Einde inhoudsopgave
Wet op het financieel toezicht
Artikel 3A:135 Bijzondere procedureregels
Geldend
Geldend vanaf 01-01-2024
- Bronpublicatie:
25-08-2023, Stb. 2023, 306 (uitgifte: 25-09-2023, kamerstukken: 36314)
- Inwerkingtreding
01-01-2024
- Bronpublicatie inwerkingtreding:
16-10-2023, Stb. 2023, 371 (uitgifte: 25-10-2023, kamerstukken/regelingnummer: -)
- Vakgebied(en)
Financieel recht / Financieel toezicht (juridisch)
1.
In afwijking van artikel 6:7 van de Algemene wet bestuursrecht, bedraagt de termijn voor het indienen van een beroepschrift tegen een besluit van de Nederlandsche Bank ingevolge de afdelingen 3A.2.3 en 3A.2.4 tien dagen.
2.
In afwijking van artikel 6:6 van de Algemene wet bestuursrecht, is het beroep niet-ontvankelijk indien niet is voldaan aan artikel 6:5, eerste lid, onderdeel d, van die wet.
3.
Na afloop van de termijn voor het instellen van beroep kunnen geen beroepsgronden meer worden aangevoerd.
4.
In afwijking van artikel 8:41, vijfde lid, van de Algemene wet bestuursrecht, bedraagt de termijn binnen welke de bijschrijving of storting van het verschuldigde griffierecht dient plaats te vinden, twee weken.
5.
De bestuursrechter behandelt de zaak op versnelde wijze overeenkomstig artikel 8:52, tweede lid, onderdelen b tot en met f, en derde lid, van de Algemene wet bestuursrecht.

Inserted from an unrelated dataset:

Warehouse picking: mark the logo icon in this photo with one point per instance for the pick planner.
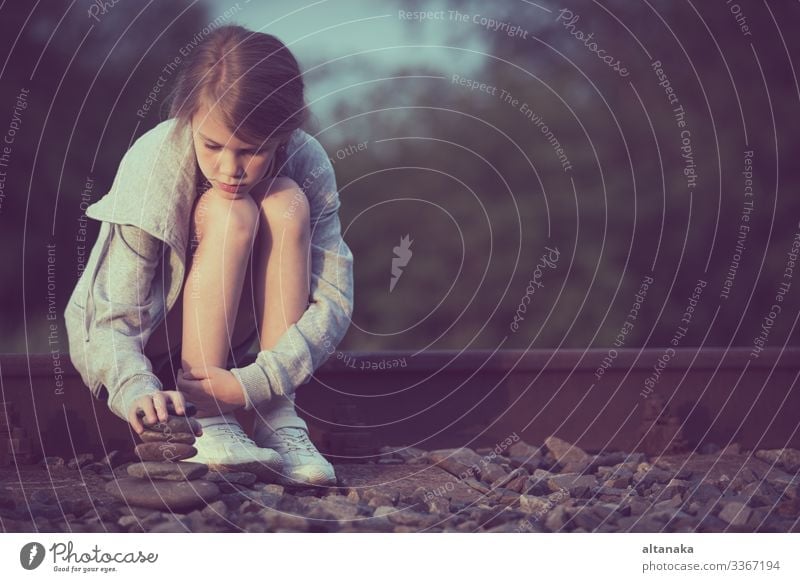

Afdeling 8.2.4 van die wet blijft buiten toepassing.
6.
De bestuursrechter doet uitspraak uiterlijk op de veertiende dag nadat het beroepschrift is ontvangen. Indien met toepassing van artikel 8:14, eerste lid, van de Algemene wet bestuursrecht twee of meer zaken gevoegd worden behandeld, doet de bestuursrechter uitspraak uiterlijk op de veertiende dag na ontvangst van het laatst ontvangen beroepschrift.